Namibian Star Shines in Bamako
Published in the Flamingo (In-flight magazine of Air Namibia), April 2006
If you happened to be in Bamako, Mali, recently you would have been faced with the distinctly Namibian image of the interior of a sand filled house in Kolmanskop wherever you go. On every bus, on every open wall space, on the covers of newspapers and magazines, on numerous posters lining the main roads and hanging in huge banners from important buildings was the now world-famous photograph taken by Namibian photographer Helga Kohl.
Her image was announcing the 6th edition of the “Rencontres Africaines de la Photographie” (African Meeting of Photography), taking place from the 10th of November to 10th of December 2005, which has become the most important photography event in Africa. It is the gateway for many African photographers to international stardom. Namibian photographer Helga Kohl was one of the 110 selected African artists to exhibit at this significant exhibition. It is interesting to note that about 30% of the invited participants were women. Kohl was not only invited, but she was the star of the event! Her image was chosen to be the representative icon for the whole event and was used for the official posters, invitations, television advertising and as the front cover of the catalogue.

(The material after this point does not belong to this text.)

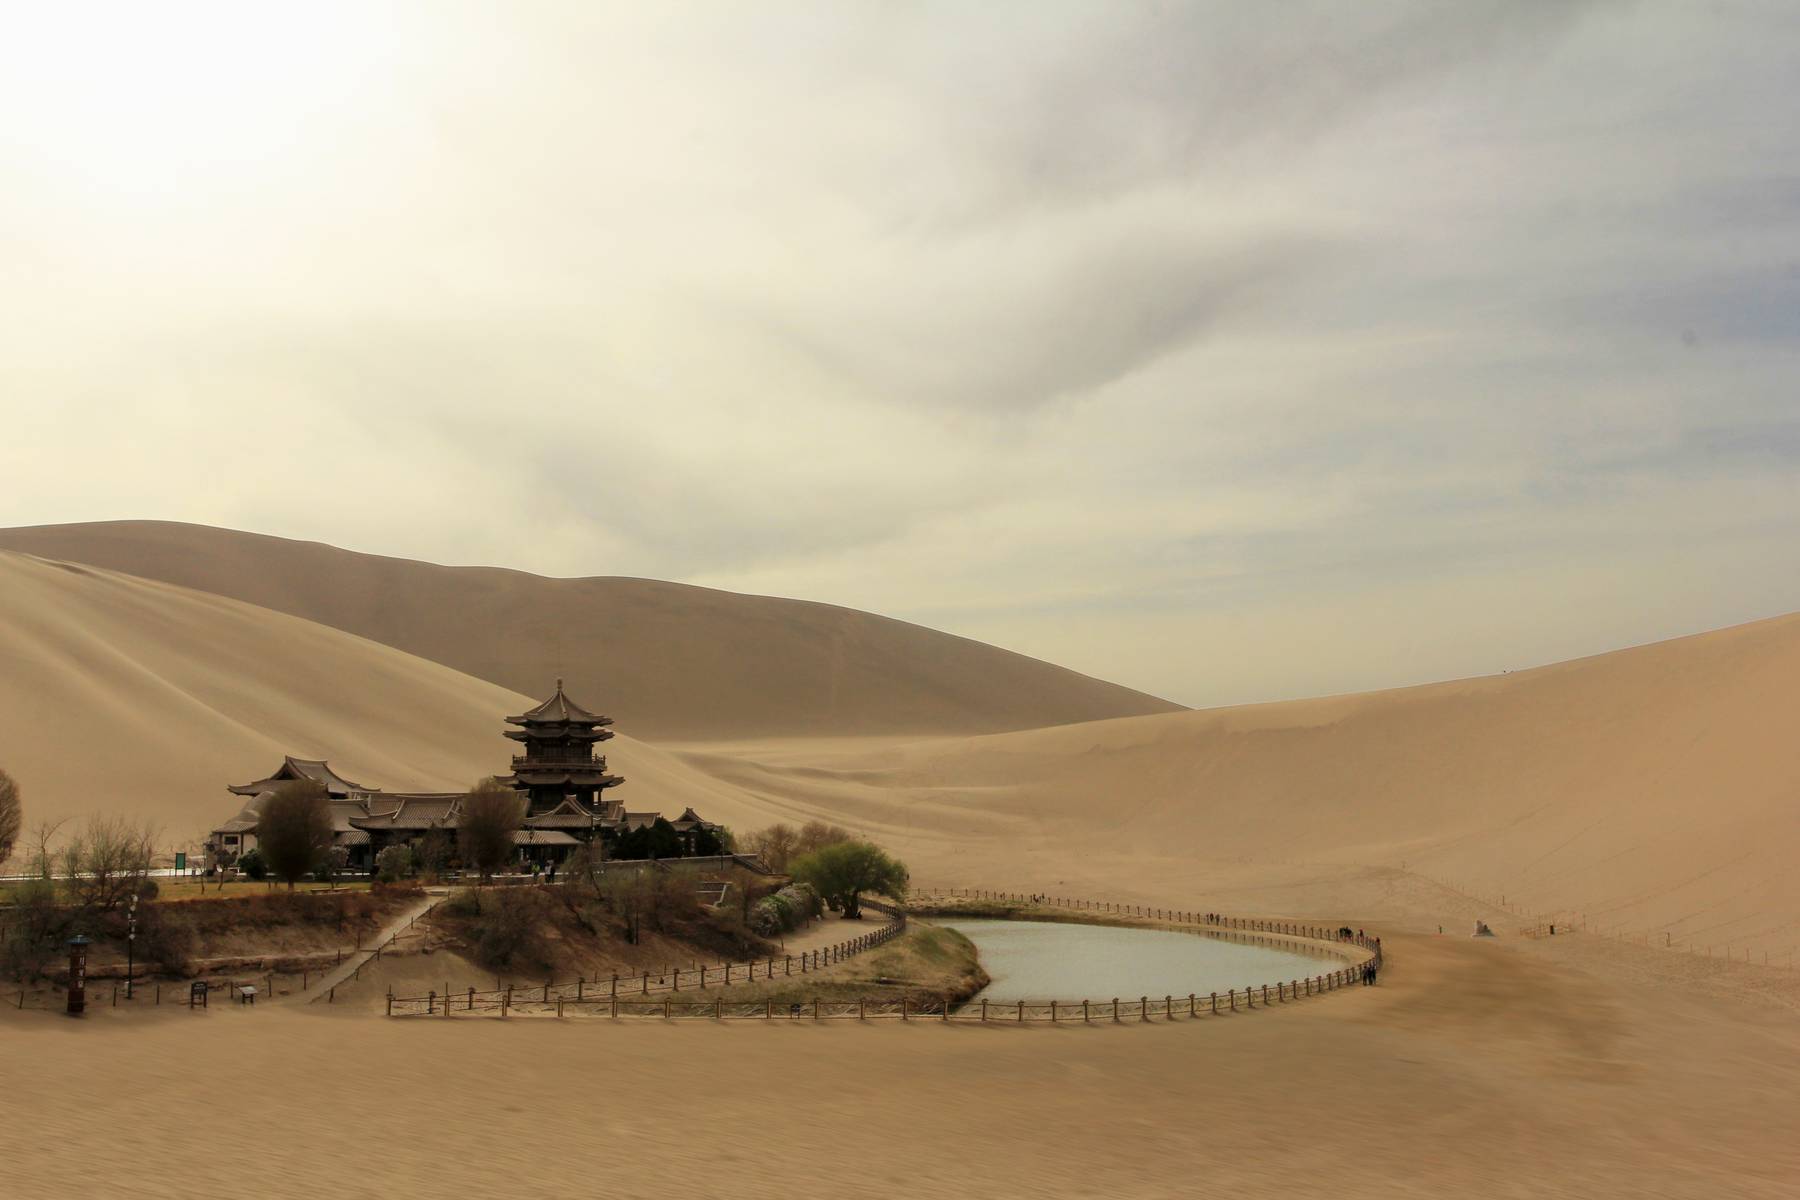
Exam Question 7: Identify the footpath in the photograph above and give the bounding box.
[284,891,444,1005]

The event, under the theme “Another World”, was organized by the Association Francaise d’Action Artistique in Paris together with the Mali Ministry of Culture, and was curated by Simon Njami. The stunning images of Kolmanskop, taken by Kohl over a period of four years, suited this theme perfectly. Kohl’s works also convinced with their undeniable photographic excellence, as well as the aura of mystery, which Kohl expertly orchestrated with the play of light and shadow in her chosen subject.
Kolmanskop is a ghost town in the Namib Desert close to Lüderitz. The once elegant and prosperous diamond-mining town has been deserted when larger diamond fields were found further south. Over the years the desert and sand-blasting winds have reclaimed the town. Kohl, with her expert’s eye for composition and her incredible patience, has captured the eerie combination of past human glory and today’s desolation and ghostly destruction by the natural forces, in a profound manner.
“I still cannot believe it!” says Kohl, who is beaming with joy. “Finally my hard work and perseverance is paying off and I am receiving international recognition. It is a dream come true!” Kohl, who is one of the most passionate and dedicated people I have ever met, definitely deserves this recognition. After having completed her formal training in Germany, she has been working as a professional photographer for 35 years in Namibia. This is not an easy task and it is filled with many frustrations. It is especially hard to find colleagues and art experts with whom to share ideas and who have a similar understanding of the high degree of precision, diligence and patience, which form the basis for a perfect photograph according to Kohl.
No wonder Kohl cannot stop talking about the wonderful experience of being flown to Bamako, accommodated in a five-star hotel, being invited to a string of receptions with French and Malian dignitaries and meeting with so many of the other top African photographers. “I was treated like a star, but most of all I enjoyed to meet the various other photographers, exchange ideas and techniques and together view and discuss the many brilliant exhibitions on show.”
The French-Namibian Cultural Centre and the French Embassy in Namibia have been extremely supportive in assisting with and organising Kohl’s trip to Mali. Now they are also busy putting together a separate exhibition of Kohl’s photographs, in celebration of her achievements and to show her work to a larger audience within Africa. This exhibition will travel throughout the Southern African Development Community (SADC) region and to French cultural centres later this year.
Since her recent success in Mali, Kohl can feel how her career is now really taking off. She has received several requests from curators from all over the world who want to exhibit her work or like to make use of her images. Her participation in an exhibition of African art in San Francisco in 2007 has been confirmed, her image will be used to advertise a large annual book fair in Paris and several other requests still need to be considered by Kohl. The Bamako exhibition will also travel the world for the next two years, ensuring maximum exposure for Helga Kohl, Kolmanskop and Namibia.
To Namibians Helga Kohl is a well-known and respected personality in the art scene. Kohl was awarded a Fellowship in Fine Art Photography and another one in Architectural Photography by the Institute of Professional Photographers in Southern Africa (PPSA). She has won several awards in the annual Fuji Profoto Awards and the Standard Bank Namibia Biennale and has had solo and group exhibitions in Namibia, southern Africa and abroad.
Although her main focus lies in architectural and fine art photography, she has a keen interest in the San people and has undertaken documentary work detailing the day-to-day lives of these people who are situated in the eastern sections of Namibia. Another important aspect of her photography in an art and historical context is the documentation of the work of Namibian artists for the files and catalogues of the National Art Gallery of Namibia. In 1998 she received an Mbapira Award for the photography she did for the reference work “Art In Namibia”, published by the National Art Gallery of Namibia.
Helga Kohl has found her own metaphorical diamond trough her passionate documentation of the old diamond town Kolmanskop, which now has become the key to open many doors in her life. But her success also means that she has placed Namibia on the cultural world map, for the whole world to see.